Then again she gazed at me with her wonderful, great eyes, and, shaking her glittering head a little, smiled and went.
But oh! that smile drew my heart after her.
Chapter XX. Oro and Arbuthnot Travel by Night
As time went on, Oro began to visit me more and more frequently, till at last scarcely a night went by that he did not appear mysteriously in my sleeping-place. The odd thing was that neither Bickley nor Bastin seemed to be aware of these nocturnal calls. Indeed, when I mentioned them on one or two occasions, they stared at me and said it was strange that he should have come and gone as they saw nothing of him.

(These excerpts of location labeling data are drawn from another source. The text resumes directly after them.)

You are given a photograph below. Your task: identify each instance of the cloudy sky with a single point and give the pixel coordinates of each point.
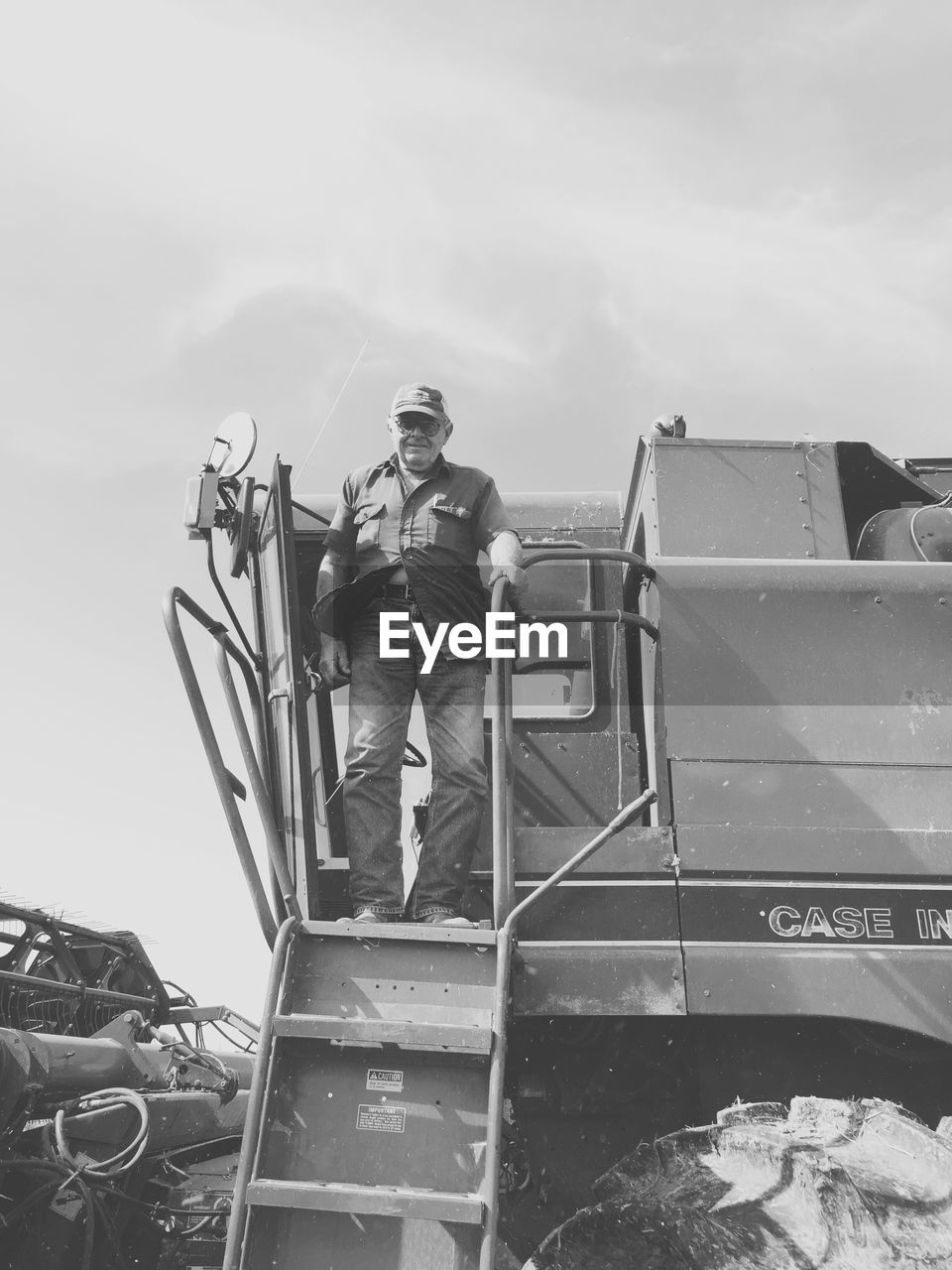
(571, 216)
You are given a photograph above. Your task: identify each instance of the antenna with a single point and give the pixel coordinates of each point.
(349, 373)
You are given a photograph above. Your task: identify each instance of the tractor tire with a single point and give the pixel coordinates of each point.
(826, 1185)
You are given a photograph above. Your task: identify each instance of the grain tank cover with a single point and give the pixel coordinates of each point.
(762, 499)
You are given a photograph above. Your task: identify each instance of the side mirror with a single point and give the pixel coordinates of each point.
(231, 452)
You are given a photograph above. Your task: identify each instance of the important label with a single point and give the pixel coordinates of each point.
(381, 1119)
(385, 1080)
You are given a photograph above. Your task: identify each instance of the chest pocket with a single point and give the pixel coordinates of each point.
(367, 520)
(451, 526)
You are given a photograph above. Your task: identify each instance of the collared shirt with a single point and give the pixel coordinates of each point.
(434, 530)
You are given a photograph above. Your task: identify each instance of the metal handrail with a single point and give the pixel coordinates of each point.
(272, 837)
(175, 599)
(597, 615)
(583, 553)
(506, 939)
(261, 1080)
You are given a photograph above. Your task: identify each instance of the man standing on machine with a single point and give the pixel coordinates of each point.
(405, 540)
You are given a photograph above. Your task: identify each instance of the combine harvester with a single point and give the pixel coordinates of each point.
(716, 867)
(118, 1139)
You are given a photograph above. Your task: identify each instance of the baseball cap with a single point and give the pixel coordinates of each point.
(419, 398)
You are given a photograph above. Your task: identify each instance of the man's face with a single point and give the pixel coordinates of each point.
(416, 449)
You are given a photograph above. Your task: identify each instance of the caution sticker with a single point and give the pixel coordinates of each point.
(385, 1080)
(381, 1119)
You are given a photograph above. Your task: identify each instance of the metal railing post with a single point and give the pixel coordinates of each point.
(502, 744)
(209, 742)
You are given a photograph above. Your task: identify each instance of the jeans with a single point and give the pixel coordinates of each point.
(381, 698)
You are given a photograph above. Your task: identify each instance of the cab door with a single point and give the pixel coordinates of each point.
(286, 688)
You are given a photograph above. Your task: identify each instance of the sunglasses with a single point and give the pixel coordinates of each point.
(428, 427)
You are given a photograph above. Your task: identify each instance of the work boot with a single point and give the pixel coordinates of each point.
(444, 920)
(367, 917)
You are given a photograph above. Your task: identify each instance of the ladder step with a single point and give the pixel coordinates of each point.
(382, 1201)
(457, 1038)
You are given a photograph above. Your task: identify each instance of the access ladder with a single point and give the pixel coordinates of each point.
(373, 1123)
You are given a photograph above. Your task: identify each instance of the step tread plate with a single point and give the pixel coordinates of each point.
(409, 1033)
(382, 1201)
(413, 931)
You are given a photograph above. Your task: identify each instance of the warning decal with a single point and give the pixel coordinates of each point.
(385, 1080)
(381, 1118)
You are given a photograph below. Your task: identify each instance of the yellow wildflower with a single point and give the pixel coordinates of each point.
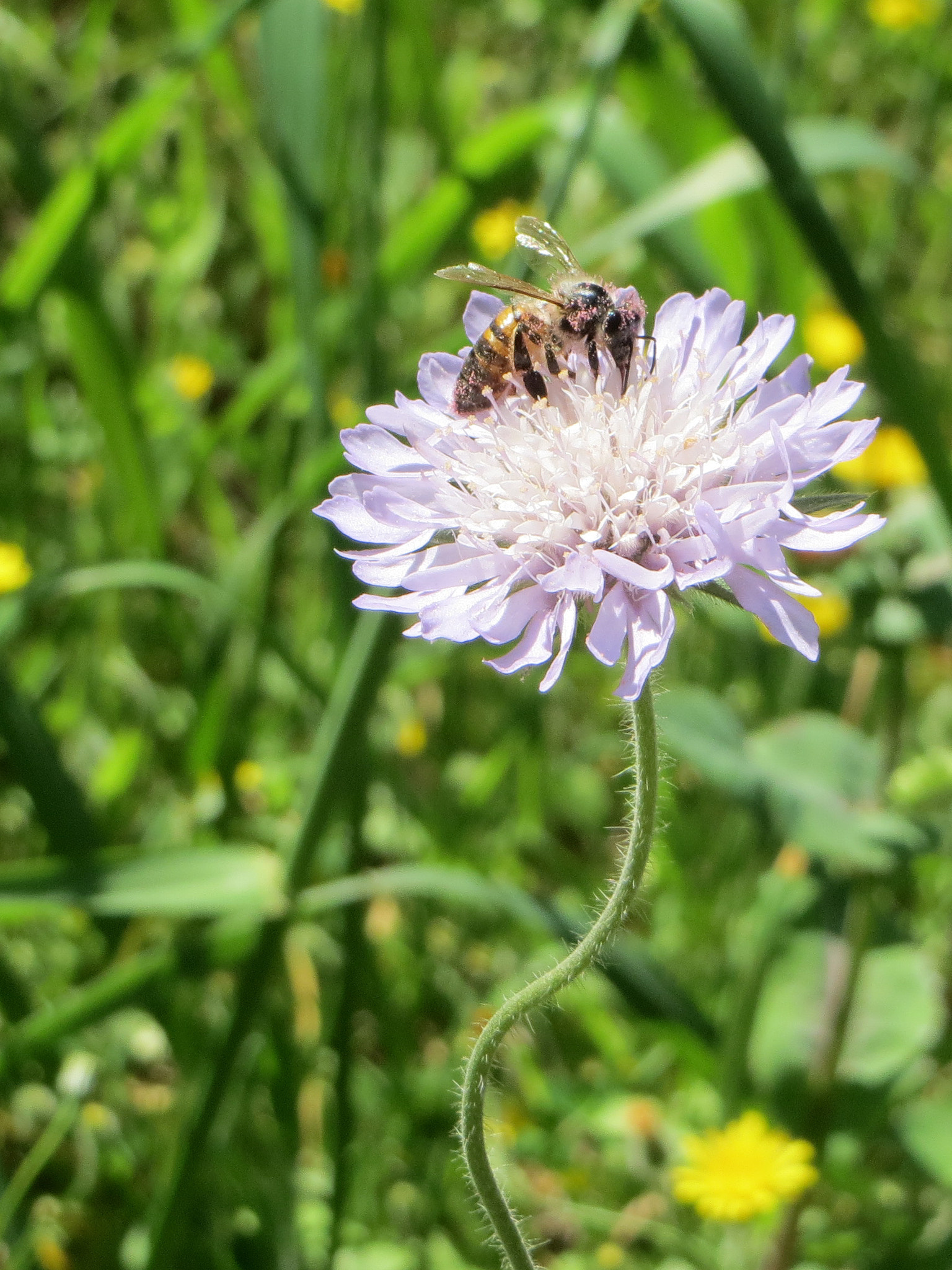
(14, 568)
(890, 461)
(412, 738)
(494, 230)
(50, 1254)
(903, 14)
(610, 1256)
(831, 610)
(833, 339)
(248, 776)
(743, 1170)
(382, 918)
(191, 376)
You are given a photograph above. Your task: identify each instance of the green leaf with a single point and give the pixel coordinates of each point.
(633, 168)
(117, 768)
(20, 45)
(443, 883)
(735, 168)
(923, 780)
(70, 201)
(117, 986)
(788, 1015)
(102, 376)
(822, 779)
(266, 383)
(702, 729)
(926, 1129)
(36, 763)
(418, 235)
(47, 238)
(298, 102)
(209, 882)
(128, 134)
(138, 574)
(897, 1015)
(501, 143)
(294, 68)
(718, 36)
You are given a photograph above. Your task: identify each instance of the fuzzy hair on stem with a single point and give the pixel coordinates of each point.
(542, 991)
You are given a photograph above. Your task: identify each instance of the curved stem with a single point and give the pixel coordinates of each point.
(546, 986)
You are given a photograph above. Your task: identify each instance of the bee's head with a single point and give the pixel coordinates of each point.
(622, 324)
(584, 308)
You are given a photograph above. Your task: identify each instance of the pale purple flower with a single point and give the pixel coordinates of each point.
(503, 525)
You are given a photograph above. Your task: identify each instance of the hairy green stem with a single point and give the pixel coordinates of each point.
(542, 990)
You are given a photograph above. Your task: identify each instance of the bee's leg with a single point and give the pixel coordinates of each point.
(522, 363)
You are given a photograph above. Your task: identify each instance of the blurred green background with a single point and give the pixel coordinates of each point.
(265, 865)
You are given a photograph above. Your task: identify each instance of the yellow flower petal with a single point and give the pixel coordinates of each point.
(14, 568)
(831, 610)
(890, 461)
(903, 14)
(833, 339)
(412, 738)
(494, 230)
(191, 376)
(743, 1170)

On my speaking again of the matter, Bickley at once turned the conversation, from which I gathered that he believed me to be suffering from delusions consequent on my illness, or perhaps to have taken to dreaming. This was not wonderful since, as I learned afterwards, Bickley, after he was sure that I was asleep, made a practice of tying a thread across my doorway and of ascertaining at the dawn that it remained unbroken. But Oro was not to be caught in that way. I suppose, as it was impossible for him to pass through the latticework of the open side of the house, that he undid the thread and fastened it again when he left; at least, that was Bastin's explanation, or, rather, one of them. Another was that he crawled beneath it, but this I could not believe. I am quite certain that during all his prolonged existence Oro never crawled.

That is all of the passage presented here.